Dane opublikował dziś Narodowy Bank Białorusi (NBB). Stan rezerw na początek roku, wg. metodyki MFW, wyniósł 5,03 mld dol. tj. o 11,8 proc. mniej rok do roku.

„ Mające miejsce w grudniu istotne zmniejszenie rezerw związane było ze wzrostem popytu na obce waluty ze strony ludności. Ludzie ulegli nieuzasadnionym pogłoskom o dewaluacji rubla białoruskiego. Dlatego banki, chcąc nadążyć za popytem, kupiły u banku centralnego dużo więcej walut z rezerw. W sumie w grudniu ludność kupiła 30-40 mln dolarów, podczas gdy na początku roku - 2 mln dol.” - czytamy w wyjaśnieniu NBB.

Rząd Łukaszenki stara się jak może utrudnić obywatelom kupowanie waluty. Mogą to robić tylko w bankach, bo kantorów w kraju nie ma. W grudniu wprowadzono stały zakaz udzielania Białorusinom kredytów walutowych.

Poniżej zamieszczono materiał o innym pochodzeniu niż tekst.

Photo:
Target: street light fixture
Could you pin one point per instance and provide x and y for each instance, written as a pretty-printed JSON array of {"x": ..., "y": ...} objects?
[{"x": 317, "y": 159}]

Obce pieniądze stanowią w strukturze białoruskich rezerw 46 proc.; drogocenne metale i kamienie - prawie 30 proc. a resztę papiery wartościowe.

Mińsk potrzebuje waluty do spłaty rosnącego zadłużenia zagranicznego. Ostatnie dane NBB z początku października mówią o prawie 26 mld dol. zadłużenia. Z tego prawie 10 mld stanowią długi organów państwowych.